Segundo os procuradores, Kouri Richins, de 35 anos, colocou cinco vezes a dose letal do opioide sintético numa bebida que o marido, Eric Richins, bebeu em março de 2022. O médico legista disse que a droga foi ingerida por via oral, que se tratava de fentanil “ilícito” e não de fentanil de grau médico.

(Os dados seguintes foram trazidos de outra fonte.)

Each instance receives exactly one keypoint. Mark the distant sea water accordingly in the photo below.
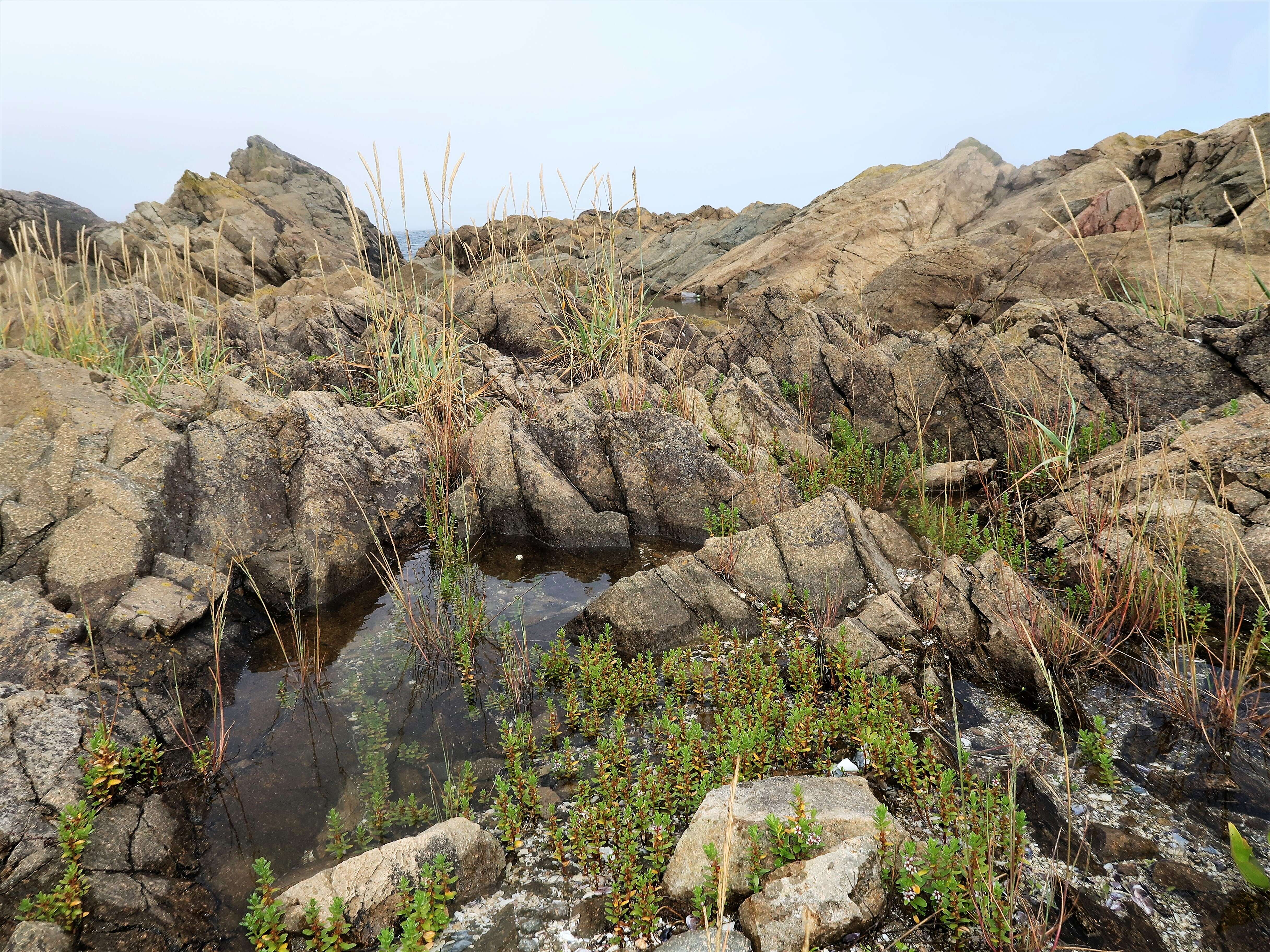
(418, 239)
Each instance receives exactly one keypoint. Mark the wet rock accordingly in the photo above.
(707, 941)
(820, 899)
(40, 937)
(1168, 874)
(1113, 844)
(501, 936)
(369, 883)
(1134, 360)
(845, 808)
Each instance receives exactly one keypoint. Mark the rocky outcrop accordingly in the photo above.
(817, 901)
(52, 224)
(984, 616)
(660, 249)
(270, 219)
(845, 237)
(97, 488)
(844, 805)
(1020, 248)
(369, 883)
(821, 551)
(1197, 485)
(521, 492)
(916, 243)
(662, 609)
(666, 256)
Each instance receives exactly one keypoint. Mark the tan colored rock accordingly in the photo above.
(155, 607)
(958, 474)
(750, 560)
(895, 541)
(817, 901)
(37, 643)
(848, 235)
(95, 556)
(268, 220)
(369, 883)
(862, 644)
(887, 617)
(844, 805)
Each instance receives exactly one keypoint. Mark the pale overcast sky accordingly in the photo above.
(722, 103)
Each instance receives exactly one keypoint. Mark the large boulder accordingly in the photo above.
(666, 473)
(271, 219)
(818, 901)
(987, 619)
(37, 643)
(844, 807)
(666, 607)
(369, 883)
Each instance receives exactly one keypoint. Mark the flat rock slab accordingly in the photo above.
(844, 805)
(369, 883)
(704, 941)
(841, 893)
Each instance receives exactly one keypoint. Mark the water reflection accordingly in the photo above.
(295, 752)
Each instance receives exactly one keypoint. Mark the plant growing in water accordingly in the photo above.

A mulher tinha uma dívida de 4,5 milhões de dólares (3,9 milhões de euros) e acreditava erroneamente que, quando o marido morresse, herdaria um património de mais de quatro milhões de dólares (3,5 milhões de euros). A acusada fez também diversos seguros de vida em nome do marido sem o seu conhecimento, com benefícios que totalizavam cerca de dois milhões de dólares (1,7 milhões de euros).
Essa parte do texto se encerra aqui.